L'humoriste et comédienne franco-ivoirienne Claudia Tagbo est elle la narratrice. Elle met son énergie au service du projet. L'actrice apporte de la légèreté et une fantaisie bienvenue, comme lorsqu'elle fait parler la bêche loyale, mais exténuée de Ly. Son entrain communicatif sert bien les intentions du réalisateur. Le texte qu'elle prononce s'avère aussi particulièrement hilarant, comme lorsqu'elle déclare : "Le grand boss, le président Hery a réussi à inaugurer la grande route avant le sommet de la francophonie. Malgré tout le respect que je lui dois, je me permets de l'appeler par son prénom, parce que le temps que je réussisse à prononcer correctement son nom complet, la route sera déjà en très mauvais état."
On retiendra également la référence très à propos à Astérix - ici aussi un hameau de valeureux Malgaches résiste encore et toujours à l'investisseur. L'anecdote sur les zébus est quant à elle aussi truculente que signifiante. Le fait de parler aux zébus en français paraît farfelu, mais il rappelle l'histoire de la colonisation - "logique" comme dirait Claudia Tagbo.
Nantenaina Lova a proposé un documentaire malicieux, facétieux et qui permet différents niveaux de lecture. C'est une dénonciation, mais aussi et peut-être surtout un vibrant hommage aux agriculteurs et à leur résilience admirable, d'autant plus qu'ils arrivent à en rire malgré la gravité de la situation. Nous ne pouvons qu'espérer que leur parole soit entendue en haut lieu.
"On ne va pas suivre l'exemple des gens malhonnêtes d'aujourd'hui. Ici, on vit à la campagne, et c'est la solidarité qui prime encore."
Partout où il a été projeté, le film a en tout cas rencontré un beau succès - il a évidemment beaucoup intéressé la diaspora malgache - tous âges confondus -, mais pas seulement, loin de là. Comme le fait remarquer cette spectatrice au festival de documentaires à Leipzig, le film propose une manière de raconter différente, dépaysante et appréciable.
Le documentaire permet de compenser une justice absente. C'était le cas aussi de "En route vers le milliard" de Dieudo Hamadi - sur les victimes de la Guerre de Six Jours qui n'ont jamais été. Ce qui rend ce film-ci cependant si attachant et original, c'est cette présence constante et têtue de fantaisie, de rires constants et de proverbes loufoques. L'humour en devient même une arme de résistance.
L'espoir gagne, la culture gagne, et la joie gagne - malgré les crocodiles, les spéculateurs aux dents longues et les grands discours creux On retiendra aussi ces images d'enfants qui dansent joyeusement et qui réchauffent le cœur.

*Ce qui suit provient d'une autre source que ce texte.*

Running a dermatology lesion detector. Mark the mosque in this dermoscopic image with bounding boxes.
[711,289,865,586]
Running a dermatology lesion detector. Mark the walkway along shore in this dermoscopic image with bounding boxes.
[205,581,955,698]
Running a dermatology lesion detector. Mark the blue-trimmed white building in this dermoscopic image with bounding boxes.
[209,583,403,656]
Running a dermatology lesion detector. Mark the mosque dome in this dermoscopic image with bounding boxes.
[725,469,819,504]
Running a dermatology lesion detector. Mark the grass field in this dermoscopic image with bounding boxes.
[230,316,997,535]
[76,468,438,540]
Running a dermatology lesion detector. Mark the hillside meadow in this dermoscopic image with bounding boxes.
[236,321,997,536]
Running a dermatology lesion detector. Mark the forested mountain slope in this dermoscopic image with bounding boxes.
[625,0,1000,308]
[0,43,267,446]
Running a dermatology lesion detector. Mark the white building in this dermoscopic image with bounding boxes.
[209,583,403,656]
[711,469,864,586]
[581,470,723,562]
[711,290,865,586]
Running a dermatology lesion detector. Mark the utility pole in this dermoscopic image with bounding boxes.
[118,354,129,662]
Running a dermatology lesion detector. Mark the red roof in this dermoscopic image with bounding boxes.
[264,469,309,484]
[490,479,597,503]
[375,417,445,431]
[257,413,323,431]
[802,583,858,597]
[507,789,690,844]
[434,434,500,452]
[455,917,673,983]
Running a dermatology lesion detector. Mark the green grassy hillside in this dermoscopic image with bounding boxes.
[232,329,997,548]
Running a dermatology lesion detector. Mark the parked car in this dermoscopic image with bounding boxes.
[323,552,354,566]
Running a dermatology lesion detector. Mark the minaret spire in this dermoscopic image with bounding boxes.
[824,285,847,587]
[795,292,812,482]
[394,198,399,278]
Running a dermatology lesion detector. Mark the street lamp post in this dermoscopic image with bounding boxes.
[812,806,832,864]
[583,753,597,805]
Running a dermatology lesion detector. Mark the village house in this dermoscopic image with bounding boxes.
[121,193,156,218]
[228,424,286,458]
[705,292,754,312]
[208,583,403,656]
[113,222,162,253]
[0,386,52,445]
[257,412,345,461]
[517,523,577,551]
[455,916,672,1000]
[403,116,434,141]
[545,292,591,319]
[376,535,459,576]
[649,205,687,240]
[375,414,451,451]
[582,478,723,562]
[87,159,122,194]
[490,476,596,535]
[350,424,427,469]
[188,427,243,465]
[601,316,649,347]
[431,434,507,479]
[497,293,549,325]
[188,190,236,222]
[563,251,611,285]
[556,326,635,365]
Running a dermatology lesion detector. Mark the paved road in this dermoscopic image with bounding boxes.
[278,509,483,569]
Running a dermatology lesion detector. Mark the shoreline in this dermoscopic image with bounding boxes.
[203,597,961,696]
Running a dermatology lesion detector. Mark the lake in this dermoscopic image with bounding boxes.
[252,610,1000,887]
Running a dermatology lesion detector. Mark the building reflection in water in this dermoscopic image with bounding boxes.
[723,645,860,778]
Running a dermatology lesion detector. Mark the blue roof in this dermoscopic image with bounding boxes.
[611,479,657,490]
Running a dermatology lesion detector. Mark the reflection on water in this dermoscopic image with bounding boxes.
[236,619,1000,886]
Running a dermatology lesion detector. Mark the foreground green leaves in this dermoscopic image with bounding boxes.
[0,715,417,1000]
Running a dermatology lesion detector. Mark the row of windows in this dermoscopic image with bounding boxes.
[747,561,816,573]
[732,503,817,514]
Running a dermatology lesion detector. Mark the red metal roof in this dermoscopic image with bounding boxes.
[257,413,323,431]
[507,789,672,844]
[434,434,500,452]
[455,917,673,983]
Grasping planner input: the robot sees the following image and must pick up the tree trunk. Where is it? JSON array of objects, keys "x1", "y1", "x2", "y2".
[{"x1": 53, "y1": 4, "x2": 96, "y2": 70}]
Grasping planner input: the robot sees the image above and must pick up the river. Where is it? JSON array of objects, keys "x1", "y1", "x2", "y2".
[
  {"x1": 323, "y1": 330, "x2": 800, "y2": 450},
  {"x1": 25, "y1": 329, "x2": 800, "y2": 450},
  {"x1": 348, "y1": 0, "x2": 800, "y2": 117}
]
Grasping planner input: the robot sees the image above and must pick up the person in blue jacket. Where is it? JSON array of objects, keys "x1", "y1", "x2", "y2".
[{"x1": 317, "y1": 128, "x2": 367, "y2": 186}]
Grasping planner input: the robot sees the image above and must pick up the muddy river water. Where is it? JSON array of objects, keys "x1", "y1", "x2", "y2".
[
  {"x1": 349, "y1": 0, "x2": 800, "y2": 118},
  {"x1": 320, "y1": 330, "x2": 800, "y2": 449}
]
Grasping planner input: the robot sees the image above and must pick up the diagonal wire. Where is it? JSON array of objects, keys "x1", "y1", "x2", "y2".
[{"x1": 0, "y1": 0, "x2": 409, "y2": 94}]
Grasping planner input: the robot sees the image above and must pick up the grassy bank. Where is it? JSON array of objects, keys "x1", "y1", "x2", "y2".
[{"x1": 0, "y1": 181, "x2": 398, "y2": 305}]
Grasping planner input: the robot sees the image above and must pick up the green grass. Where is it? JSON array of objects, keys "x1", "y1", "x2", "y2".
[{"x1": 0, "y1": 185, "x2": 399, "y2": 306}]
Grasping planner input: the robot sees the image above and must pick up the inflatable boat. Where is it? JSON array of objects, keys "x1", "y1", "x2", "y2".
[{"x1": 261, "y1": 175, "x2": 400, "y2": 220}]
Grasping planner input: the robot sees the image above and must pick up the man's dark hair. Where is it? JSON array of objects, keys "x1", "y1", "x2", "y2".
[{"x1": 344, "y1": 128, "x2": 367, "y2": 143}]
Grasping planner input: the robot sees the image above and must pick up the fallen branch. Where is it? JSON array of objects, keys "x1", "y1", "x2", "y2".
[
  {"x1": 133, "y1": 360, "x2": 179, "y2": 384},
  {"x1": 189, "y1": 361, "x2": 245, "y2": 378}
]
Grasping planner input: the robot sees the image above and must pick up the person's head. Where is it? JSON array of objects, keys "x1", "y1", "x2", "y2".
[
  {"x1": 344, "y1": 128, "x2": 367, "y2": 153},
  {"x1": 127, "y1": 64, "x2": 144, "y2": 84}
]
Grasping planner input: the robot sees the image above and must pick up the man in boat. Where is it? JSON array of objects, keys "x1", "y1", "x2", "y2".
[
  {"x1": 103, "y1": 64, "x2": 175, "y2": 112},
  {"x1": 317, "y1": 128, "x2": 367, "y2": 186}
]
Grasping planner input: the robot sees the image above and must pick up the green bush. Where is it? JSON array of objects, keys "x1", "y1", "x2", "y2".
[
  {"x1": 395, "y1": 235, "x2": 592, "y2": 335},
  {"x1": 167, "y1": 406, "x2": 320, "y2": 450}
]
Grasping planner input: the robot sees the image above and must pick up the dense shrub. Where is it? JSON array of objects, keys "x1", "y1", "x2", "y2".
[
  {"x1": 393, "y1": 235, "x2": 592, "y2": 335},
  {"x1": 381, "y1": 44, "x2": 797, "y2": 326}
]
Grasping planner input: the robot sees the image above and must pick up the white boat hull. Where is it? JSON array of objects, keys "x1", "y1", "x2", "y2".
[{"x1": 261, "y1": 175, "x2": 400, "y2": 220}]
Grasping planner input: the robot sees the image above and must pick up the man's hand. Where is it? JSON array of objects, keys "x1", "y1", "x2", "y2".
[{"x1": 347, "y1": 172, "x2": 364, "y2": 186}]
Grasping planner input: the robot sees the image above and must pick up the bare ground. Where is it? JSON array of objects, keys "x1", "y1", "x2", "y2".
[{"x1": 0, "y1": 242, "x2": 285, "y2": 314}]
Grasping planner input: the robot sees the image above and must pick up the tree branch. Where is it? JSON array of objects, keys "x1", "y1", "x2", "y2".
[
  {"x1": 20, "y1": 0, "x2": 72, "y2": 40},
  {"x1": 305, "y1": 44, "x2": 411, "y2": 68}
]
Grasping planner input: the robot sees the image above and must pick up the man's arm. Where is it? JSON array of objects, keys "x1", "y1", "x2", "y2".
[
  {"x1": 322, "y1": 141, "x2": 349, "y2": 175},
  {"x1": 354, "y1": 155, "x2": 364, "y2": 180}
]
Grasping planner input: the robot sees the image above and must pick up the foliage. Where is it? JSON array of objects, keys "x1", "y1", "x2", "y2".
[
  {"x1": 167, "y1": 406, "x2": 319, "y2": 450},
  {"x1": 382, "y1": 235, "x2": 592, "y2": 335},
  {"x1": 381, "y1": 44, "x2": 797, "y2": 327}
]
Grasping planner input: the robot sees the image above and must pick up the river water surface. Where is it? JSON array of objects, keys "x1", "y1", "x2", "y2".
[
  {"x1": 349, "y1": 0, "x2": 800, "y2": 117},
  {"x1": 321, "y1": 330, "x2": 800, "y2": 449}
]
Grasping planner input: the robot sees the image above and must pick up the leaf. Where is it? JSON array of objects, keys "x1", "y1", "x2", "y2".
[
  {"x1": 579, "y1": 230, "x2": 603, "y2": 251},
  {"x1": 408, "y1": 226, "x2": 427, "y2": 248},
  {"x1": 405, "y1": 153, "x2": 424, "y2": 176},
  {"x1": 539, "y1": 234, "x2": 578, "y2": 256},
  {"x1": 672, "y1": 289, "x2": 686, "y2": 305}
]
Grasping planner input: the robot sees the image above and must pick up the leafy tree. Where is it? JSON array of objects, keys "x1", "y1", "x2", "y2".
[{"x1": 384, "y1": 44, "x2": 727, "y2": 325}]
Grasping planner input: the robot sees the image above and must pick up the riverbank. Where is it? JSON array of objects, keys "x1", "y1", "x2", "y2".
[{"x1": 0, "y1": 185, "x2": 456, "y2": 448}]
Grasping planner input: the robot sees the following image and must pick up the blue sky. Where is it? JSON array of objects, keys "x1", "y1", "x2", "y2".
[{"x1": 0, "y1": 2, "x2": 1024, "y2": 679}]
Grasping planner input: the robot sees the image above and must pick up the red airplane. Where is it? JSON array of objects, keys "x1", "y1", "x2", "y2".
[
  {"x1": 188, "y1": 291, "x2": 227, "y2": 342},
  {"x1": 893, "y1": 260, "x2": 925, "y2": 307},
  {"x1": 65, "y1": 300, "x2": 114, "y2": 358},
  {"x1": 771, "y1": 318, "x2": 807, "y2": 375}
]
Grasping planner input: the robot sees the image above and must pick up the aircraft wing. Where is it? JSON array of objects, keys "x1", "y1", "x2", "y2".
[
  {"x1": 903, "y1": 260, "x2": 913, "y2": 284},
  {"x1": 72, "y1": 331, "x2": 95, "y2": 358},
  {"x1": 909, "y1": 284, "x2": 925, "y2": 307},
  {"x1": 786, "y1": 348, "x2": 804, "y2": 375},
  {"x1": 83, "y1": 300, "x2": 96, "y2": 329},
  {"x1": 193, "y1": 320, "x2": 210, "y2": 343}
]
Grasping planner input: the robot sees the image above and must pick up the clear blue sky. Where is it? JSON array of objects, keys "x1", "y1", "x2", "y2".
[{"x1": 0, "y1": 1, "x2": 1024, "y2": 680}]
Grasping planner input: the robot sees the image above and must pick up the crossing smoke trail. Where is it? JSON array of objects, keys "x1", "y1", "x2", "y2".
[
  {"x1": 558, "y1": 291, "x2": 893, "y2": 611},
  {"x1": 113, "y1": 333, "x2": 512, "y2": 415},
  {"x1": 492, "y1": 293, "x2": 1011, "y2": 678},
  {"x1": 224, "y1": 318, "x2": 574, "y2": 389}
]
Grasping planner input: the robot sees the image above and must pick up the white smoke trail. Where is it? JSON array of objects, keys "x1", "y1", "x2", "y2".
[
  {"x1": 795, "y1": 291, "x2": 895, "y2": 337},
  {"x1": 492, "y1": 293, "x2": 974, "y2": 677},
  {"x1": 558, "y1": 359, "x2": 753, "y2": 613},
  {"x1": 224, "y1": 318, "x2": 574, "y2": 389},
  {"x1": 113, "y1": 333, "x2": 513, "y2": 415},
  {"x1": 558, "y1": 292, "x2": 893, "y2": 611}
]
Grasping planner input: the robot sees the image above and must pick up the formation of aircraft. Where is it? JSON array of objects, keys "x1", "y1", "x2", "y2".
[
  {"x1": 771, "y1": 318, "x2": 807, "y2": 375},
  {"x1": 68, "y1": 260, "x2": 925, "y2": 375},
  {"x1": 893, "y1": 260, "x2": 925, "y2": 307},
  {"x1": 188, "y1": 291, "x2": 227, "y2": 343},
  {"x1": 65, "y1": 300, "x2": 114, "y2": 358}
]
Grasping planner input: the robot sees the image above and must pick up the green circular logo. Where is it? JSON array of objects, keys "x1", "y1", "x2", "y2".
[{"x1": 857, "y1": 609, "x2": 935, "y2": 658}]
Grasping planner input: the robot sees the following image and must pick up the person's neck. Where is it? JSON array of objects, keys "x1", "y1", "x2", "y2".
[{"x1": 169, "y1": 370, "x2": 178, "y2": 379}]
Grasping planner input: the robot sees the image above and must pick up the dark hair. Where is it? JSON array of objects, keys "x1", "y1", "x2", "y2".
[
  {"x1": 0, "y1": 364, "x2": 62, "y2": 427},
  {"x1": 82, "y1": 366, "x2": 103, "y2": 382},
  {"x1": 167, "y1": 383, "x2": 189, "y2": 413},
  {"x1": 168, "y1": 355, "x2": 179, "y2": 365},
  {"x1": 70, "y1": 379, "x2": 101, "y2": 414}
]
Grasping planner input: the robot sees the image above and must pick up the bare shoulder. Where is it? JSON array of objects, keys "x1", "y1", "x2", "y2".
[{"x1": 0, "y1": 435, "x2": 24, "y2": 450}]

Le documentariste Nantenaina Lova continue à creuser son sillon. "Chez les zébus francophones" est son troisième long-métrage. En 2015 est sorti son premier long-métrage, Ady Gasy - The Malagasy Way,un hommage à la résilience des Malgaches déjà et leur faculté moult fois réitérée à donner une deuxième voire troisième vie à des objets fabriqués par des Chinois. Aza Kivy (Etoile du matin) a suivi en 2020, et dénonçait un projet d'installation d'une gigantesque exploitation minière australienne.
ZOOM
Le kabary malagasy, un héritage précieux
Le kabary est un discours déclamé devant un public. Il se compose de maximes, de proverbes, de jeux de mots et de questions rhétoriques. En général, il met en scène deux orateurs, ou mpikabary devant une assemblée.
Traditionnellement, il était réservé à des hommes d'âge mûr et d'un statut social élevé, mais il est désormais également beaucoup exécuté par des jeunes et des femmes. Il est indissociable de la culture malgache, apporte de la cohésion sociale, et affermit des valeurs importantes de la communauté.